Wrong cuts, wrong time
Published in the Press-Telegram, 11/23/2008
Community colleges serve a uniquely necessary role.

California is slicing deeply into its great system of higher education by raising student fees and restricting access. Nowhere will this cause more harm than to the community colleges.

The timing is awful. It is when unemployment rises and the economy is in upheaval that the community colleges are most needed. As Jeff Kellogg and Doug Otto describe in their column, people who have lost a job and need training to find another often turn to a two-year college for help.

Kellogg is president and Otto is a member of the Long Beach Community College District Board of Trustees. They see firsthand the damage further budget cuts will do. The college already has absorbed a loss of $3 million and now is looking at as much as $6 million more.

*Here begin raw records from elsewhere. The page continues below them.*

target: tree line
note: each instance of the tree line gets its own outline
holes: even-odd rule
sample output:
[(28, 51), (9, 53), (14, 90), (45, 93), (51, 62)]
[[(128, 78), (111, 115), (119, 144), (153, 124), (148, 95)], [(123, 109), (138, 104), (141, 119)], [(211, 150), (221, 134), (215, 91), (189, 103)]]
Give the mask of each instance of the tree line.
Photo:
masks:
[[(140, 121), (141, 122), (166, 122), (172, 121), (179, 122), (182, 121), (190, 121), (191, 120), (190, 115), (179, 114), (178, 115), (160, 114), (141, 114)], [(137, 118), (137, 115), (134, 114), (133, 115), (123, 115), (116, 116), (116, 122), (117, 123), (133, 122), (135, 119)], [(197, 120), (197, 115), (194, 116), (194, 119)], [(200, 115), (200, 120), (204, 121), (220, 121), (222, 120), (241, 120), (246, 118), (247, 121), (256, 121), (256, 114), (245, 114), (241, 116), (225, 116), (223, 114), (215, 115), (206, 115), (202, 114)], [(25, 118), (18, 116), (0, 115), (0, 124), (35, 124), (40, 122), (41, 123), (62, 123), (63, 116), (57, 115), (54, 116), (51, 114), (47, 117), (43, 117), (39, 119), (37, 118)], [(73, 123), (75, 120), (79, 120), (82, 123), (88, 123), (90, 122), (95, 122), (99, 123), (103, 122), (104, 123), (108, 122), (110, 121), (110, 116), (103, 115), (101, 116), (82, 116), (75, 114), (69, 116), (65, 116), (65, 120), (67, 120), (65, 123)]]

Statewide, a proposed cutback of $332 million would result in shutting the door to more than 200,000 students just when California's struggling economy has the greatest need for better trained workers and fewer jobs for low-skilled workers.

The two trustees are asking readers to write to their elected officials in Sacramento and remind them that community colleges are the best and sometimes the only source of training needed at this time. You should.

If you do, you might wonder whether this will affect the outcome. It might not.

But at the very least it will drive home a point that must be made if California is to remain a great economic force in the nation and the world. The state's system of higher education is essential, including especially the unique contributions of its community colleges.